Unfortunately, the script gives her nothing but repetitive, vague monologues about her past and her “other self.” It’s the kind of performance you want to root for—campy, intense, unhinged—but the movie doesn’t give her the structure to build anything. She’s stuck in a loop of erratic behavior while everyone else in the film looks like they’re filming a bank commercial.


Amanda Wyss: Wasted and Wounded

Wyss, the scream queen of A Nightmare on Elm Street, is totally wasted here. She’s reduced to a character whose job is to be tied up, look terrified, and occasionally scream, “You need help!” Which is ironic, because you, the viewer, need help for still watching this 45 minutes in.

She tries to infuse Amanda with humanity, but she’s fighting a losing battle against dialogue like:

“Why are you doing this?”
“Because… because I have to!”

That’s not character motivation. That’s a script running out of gas.


Andrew Stevens: Cop or Cardboard Cutout?

It’s hard to tell if Stevens is actually playing a human being or if someone programmed an AI to imitate the tone of a discount soap opera hero. He’s got the square jaw, the sad eyes, and the charisma of a wet washcloth. You’re supposed to believe he’s deeply invested in saving Amanda, but he mostly just stands around looking constipated with concern.

In one scene, he breaks into a house like he’s raiding a PTA meeting, not a murder/kidnap situation. Tension? Not here. This guy couldn’t generate suspense in a game of Jenga.


The Mental Illness Angle: Mishandled to Hell

If you’re going to center a movie on a schizophrenic character, maybe, I don’t know… talk to a doctor? Do any research? Instead, Deadly Innocents just slaps the word “schizophrenic” on Crosby’s character and lets her go full “Crazy Lady #5” from central casting.

Multiple personalities? Check. Childhood trauma? You bet. Dressed in baby clothes talking to dolls? Absolutely. It’s like a bingo card of every lazy, misinformed trope about mental illness.
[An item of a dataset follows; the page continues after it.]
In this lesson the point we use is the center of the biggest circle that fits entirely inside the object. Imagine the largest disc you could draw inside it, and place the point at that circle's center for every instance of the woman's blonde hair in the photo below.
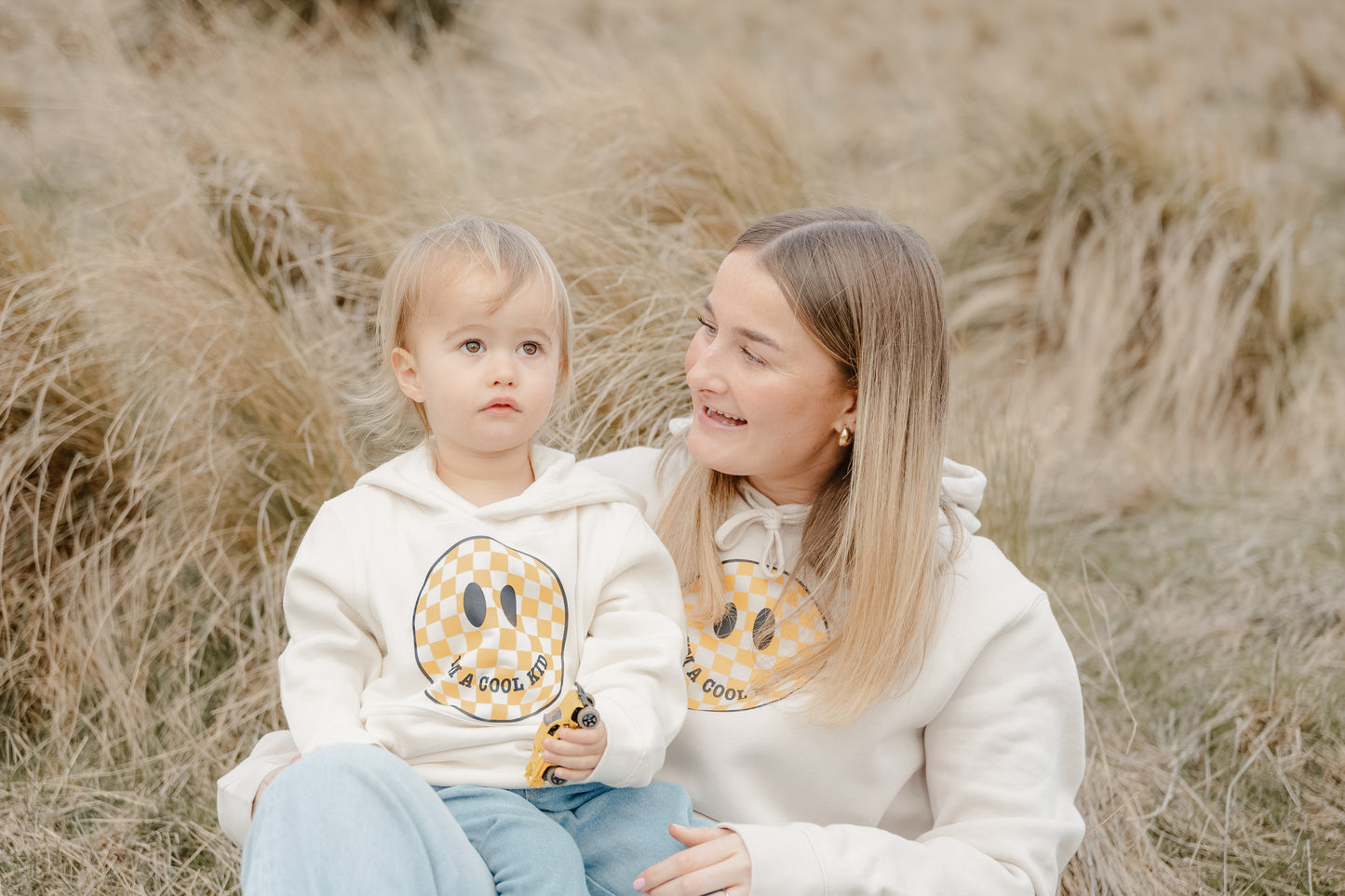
(869, 292)
(435, 260)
This movie doesn’t just miss the mark—it shoots the arrow backwards and hits its own foot.


Production Value: Absent Without Leave

The whole thing looks like it was filmed on the set of a cheap detergent commercial, lit by a single desk lamp. The score is bargain bin synthesizer schlock—think Casio keyboard demo mode having a nervous breakdown. Every scene is padded with long, awkward pauses, as if the director hoped the actors would spontaneously ad-lib something better.

Spoiler: they didn’t.


Final Thoughts: Schlocky, Shrill, and Shaky

Deadly Innocents is one of those films that thinks it’s saying something deep and disturbing about trauma, identity, and mental illness. In reality, it’s just a badly-lit hostage movie with a performance that deserved a better script and a supporting cast that looked like they were lured into the film by a Craigslist ad.
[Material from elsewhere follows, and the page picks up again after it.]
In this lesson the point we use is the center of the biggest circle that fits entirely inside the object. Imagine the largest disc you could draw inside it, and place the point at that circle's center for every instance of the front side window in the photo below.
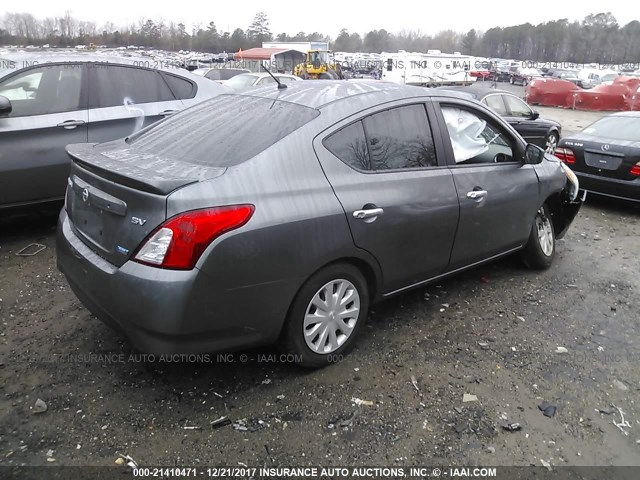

If you’re into hostage thrillers that go nowhere, characters who speak in cryptic nonsense, and want to watch Amanda Wyss suffer for a paycheck, then congratulations—this is your Super Bowl. For everyone else? Watch Fatal Attractionand imagine what this movie wanted to be.

Rating: 3/10 — One point for Mary Crosby giving it her all. One point for Amanda Wyss being a good sport. One point for the absurdity of it all. Then subtract all the points for the script, pacing, lighting, and emotional manipulation.

This one’s not deadly. It’s just dead.